Data source connector concepts
This topic outlines specific concepts and features of Amazon Q Business data source connectors. These concepts are key to understanding how to configure your connector setup. These terms recur on the AWS Management Console, AWS Command Line Interface (AWS CLI), and the Amazon Q API.
Topics
Source and endpoint metadata
You enter your data source configuration information in the
Source section on the console. If you use the API, you
specify this information using the configuration
parameter of the
CreateDataSource
operation. Connection configuration
information varies depending on the data source. To make sure your connector
configures correctly, check the following details:
-
You're following connector configuration best practices.
-
You've completed the prerequisites for data source configuration. Prerequisites information specific to your data source connector is on each connector's specific page.
Authorization
Amazon Q Business connectors index access control list (ACL) information that's attached to a document along with the document itself. For document access control lists, Amazon Q Business indexes the following:
-
user email address
-
group name for the local group
-
group name for the federated group (for example, if you have a Microsoft SharePoint data source integrated with Azure AD
Then, Amazon Q Business stores the ACL information it indexes in the Amazon Q Business User Store to create user and group mappings and filter chat responses based on the end user's access to documents.
An Amazon Q Business connector updates any changes in ACLs each time that your data source content is crawled. To capture ACL changes to make sure that the right end users have access to the right content, re-sync your data source regularly.
Connectors support crawling ACL and identity information for all data sources where the feature is supported. To index documents without ACLs (as public documents) ensure these documents are already marked public in the enterprise data source the connectors index the content from.
Note
Amazon Q Business supports crawling ACLs for document security by default. As a general rule, turning off ACLs and identity crawling are no longer supported. In preparation for connecting Amazon Q Business applications to IAM Identity Center, enable ACL indexing and identity crawling for secure querying and re-sync your connector. Once you turn ACL and identity crawling on you won't be able to turn them off. Certain connectors provide you with the ability to manage ACLs by enabling or disabling them during data source creation. To create a data source with ACLs disabled, you need specific IAM permissions. For more information, see Setting up.

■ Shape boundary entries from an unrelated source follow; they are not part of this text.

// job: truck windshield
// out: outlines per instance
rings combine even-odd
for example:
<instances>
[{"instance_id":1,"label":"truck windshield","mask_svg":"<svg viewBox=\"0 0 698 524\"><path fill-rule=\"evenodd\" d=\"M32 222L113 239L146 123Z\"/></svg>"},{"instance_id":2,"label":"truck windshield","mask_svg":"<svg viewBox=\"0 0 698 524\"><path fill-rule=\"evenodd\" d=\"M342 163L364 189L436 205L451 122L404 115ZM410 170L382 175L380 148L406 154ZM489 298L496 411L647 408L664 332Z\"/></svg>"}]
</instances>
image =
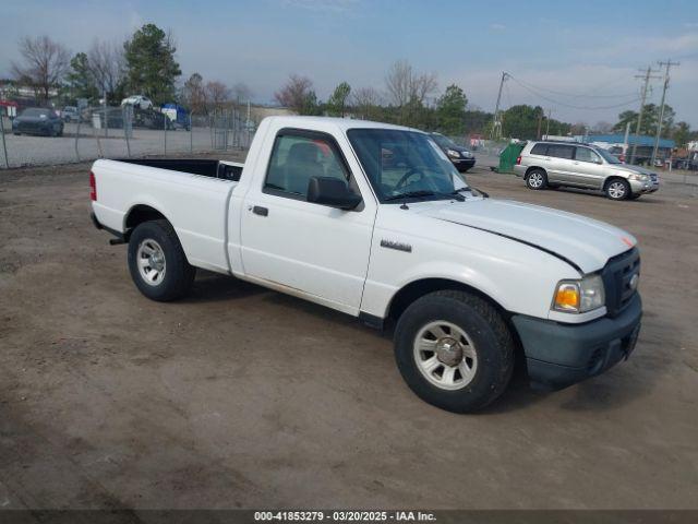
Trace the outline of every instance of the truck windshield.
<instances>
[{"instance_id":1,"label":"truck windshield","mask_svg":"<svg viewBox=\"0 0 698 524\"><path fill-rule=\"evenodd\" d=\"M351 129L349 142L381 202L450 199L468 184L426 134Z\"/></svg>"}]
</instances>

If you delete a group in the User Store and then re-create it later with the same name but with different group members, document ACLs which contain this group may be impacted. We recommend that this type of change (deleting or re-creating a group with the same name but with different group members) be done in the data source instead of the Amazon Q Business User Store.
If you re-use an email address between users (for example a user leaves the company and at a later time a new user joins the company and has the same email address), you must delete the original user from the User Store. Amazon Q Business will verify if all the attributes of the new user from the IAM Identity Center matches those of the user in the User Store. If an older user with the same email address but with different attributes is found, the API calls for that user (for example, the query request) will be denied.
Important
Inadvertent mistakes when you update the User Store’s user, group, group membership, and mapping information can result in unintentional and unacceptable changes in the accessibility of documents to users.

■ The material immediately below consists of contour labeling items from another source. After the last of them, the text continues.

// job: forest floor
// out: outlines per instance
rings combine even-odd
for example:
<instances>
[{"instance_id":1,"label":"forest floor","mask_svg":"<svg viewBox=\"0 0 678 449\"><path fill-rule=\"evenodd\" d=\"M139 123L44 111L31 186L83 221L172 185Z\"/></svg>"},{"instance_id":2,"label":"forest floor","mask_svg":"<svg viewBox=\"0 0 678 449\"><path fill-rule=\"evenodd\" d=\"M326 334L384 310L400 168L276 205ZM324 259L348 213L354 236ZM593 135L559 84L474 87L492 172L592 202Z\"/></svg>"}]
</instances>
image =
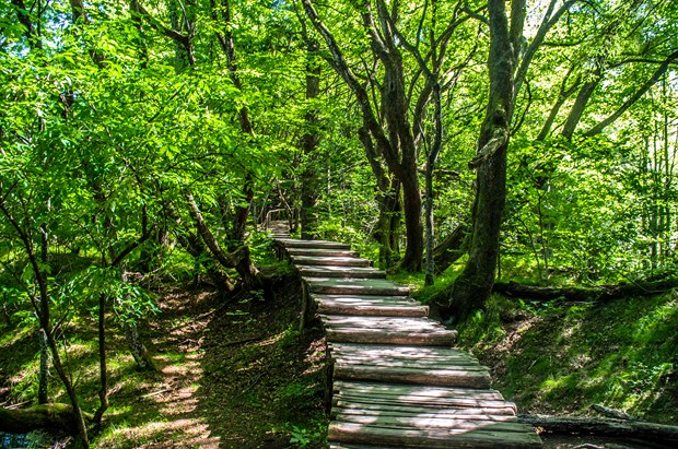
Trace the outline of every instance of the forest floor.
<instances>
[{"instance_id":1,"label":"forest floor","mask_svg":"<svg viewBox=\"0 0 678 449\"><path fill-rule=\"evenodd\" d=\"M301 296L294 275L284 275L274 290L273 298L242 295L227 305L209 288L188 283L157 290L159 312L141 326L155 373L135 368L110 319L110 409L104 427L92 434L92 446L323 447L327 416L322 332L297 331ZM677 302L674 293L605 305L525 304L493 296L487 311L459 329L460 345L491 367L494 387L516 402L521 413L587 416L598 403L676 425ZM25 405L36 395L38 351L27 317L22 319L19 311L0 322L3 406ZM84 409L94 411L94 315L77 317L65 334L67 365ZM50 382L52 399L68 402L58 379ZM546 437L546 447L552 449L656 447L586 436ZM40 447L55 437L36 441L0 435L0 448Z\"/></svg>"},{"instance_id":2,"label":"forest floor","mask_svg":"<svg viewBox=\"0 0 678 449\"><path fill-rule=\"evenodd\" d=\"M297 331L299 281L287 276L268 300L243 295L231 302L224 306L213 292L188 286L160 291L160 311L142 332L156 373L138 371L124 342L110 342L110 409L104 428L92 434L93 447L322 447L324 341L318 329ZM26 367L35 365L37 347L28 336L0 345L0 358L12 361L0 369L0 403L21 401L21 391L28 395L33 388L35 374ZM79 344L70 343L80 353L73 359L90 361L95 347ZM93 367L74 365L77 378L92 374ZM80 382L86 411L97 405L96 388L94 380ZM55 439L43 435L38 441ZM0 435L0 447L13 445Z\"/></svg>"},{"instance_id":3,"label":"forest floor","mask_svg":"<svg viewBox=\"0 0 678 449\"><path fill-rule=\"evenodd\" d=\"M607 304L525 304L494 295L460 331L519 413L601 417L601 404L678 425L678 293ZM664 447L542 435L547 448Z\"/></svg>"}]
</instances>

Treat the ability to update the User Store to create users, update users, delete users, create groups, update groups, delete groups (i.e, create update delete operations), and update the mappings, as a privileged operation.
Ensure that access to the User Store APIs is provided only to admin who fully understand how to use these APIs and the implications of these changes on your document security. We recommend establishing a documented approval process be followed for making such changes.
Authentication
To authenticate Amazon Q Business to access your data source, you
provide your data source access credentials to Amazon Q Business using an
AWS Secrets Manager secret. If you use the console, you can choose to create a new secret
or use an existing one. If you use the API, you must provide the Amazon Resource
Name (ARN) of an existing Secrets Manager secret when you use the
CreateDataSource
operation.
Note
You should regularly refresh or rotate your credentials and secret details. Provide only the necessary access level for your own security. Don't re-use credentials and secrets across data sources.

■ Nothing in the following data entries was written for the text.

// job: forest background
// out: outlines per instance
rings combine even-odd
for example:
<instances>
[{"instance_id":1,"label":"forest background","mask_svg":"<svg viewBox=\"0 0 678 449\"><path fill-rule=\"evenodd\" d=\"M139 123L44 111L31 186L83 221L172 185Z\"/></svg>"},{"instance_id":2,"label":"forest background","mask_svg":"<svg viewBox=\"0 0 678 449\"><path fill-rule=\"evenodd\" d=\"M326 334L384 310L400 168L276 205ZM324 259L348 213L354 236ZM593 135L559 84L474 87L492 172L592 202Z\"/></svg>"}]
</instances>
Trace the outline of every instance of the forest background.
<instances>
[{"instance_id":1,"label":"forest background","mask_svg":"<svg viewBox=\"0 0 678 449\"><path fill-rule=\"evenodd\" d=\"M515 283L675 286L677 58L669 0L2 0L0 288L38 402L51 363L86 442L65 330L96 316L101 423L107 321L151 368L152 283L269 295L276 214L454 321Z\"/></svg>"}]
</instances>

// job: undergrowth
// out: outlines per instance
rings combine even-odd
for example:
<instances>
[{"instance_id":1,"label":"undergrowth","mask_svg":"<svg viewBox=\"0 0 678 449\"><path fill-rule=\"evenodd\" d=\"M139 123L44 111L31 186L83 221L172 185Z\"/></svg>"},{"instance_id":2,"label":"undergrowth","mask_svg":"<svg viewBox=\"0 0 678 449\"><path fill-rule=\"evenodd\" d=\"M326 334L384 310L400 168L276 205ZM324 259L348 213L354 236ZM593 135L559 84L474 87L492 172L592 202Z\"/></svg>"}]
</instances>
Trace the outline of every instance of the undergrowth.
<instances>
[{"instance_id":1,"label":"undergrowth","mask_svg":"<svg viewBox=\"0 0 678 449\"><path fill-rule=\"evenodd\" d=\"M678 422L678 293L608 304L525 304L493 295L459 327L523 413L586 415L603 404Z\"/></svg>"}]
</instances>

For on-premises or server data source connectors, Amazon Q Business checks if the endpoint information included in Secrets Manager is the same endpoint information specified in your data source configuration details. This helps protect against the confused deputy problem, which is a security issue. The problem occurs when a user doesn’t have permissions to perform an action. But, by using Amazon Q Business as a proxy, the user can access the configured secret and perform the action.
If you change your endpoint information later, you must create a new secret to sync this information.
Note
If you change your authentication type and credentials, you must update your IAM role to access the correct Secrets Manager secret ID.
Virtual private cloud
Amazon Q Business can connect to Amazon Virtual Private Cloud to index content stored in data sources or databases running in your private cloud. If your data source or database isn't running on Amazon VPC, you can connect your data source or database to Amazon VPC using a virtual private network (VPN).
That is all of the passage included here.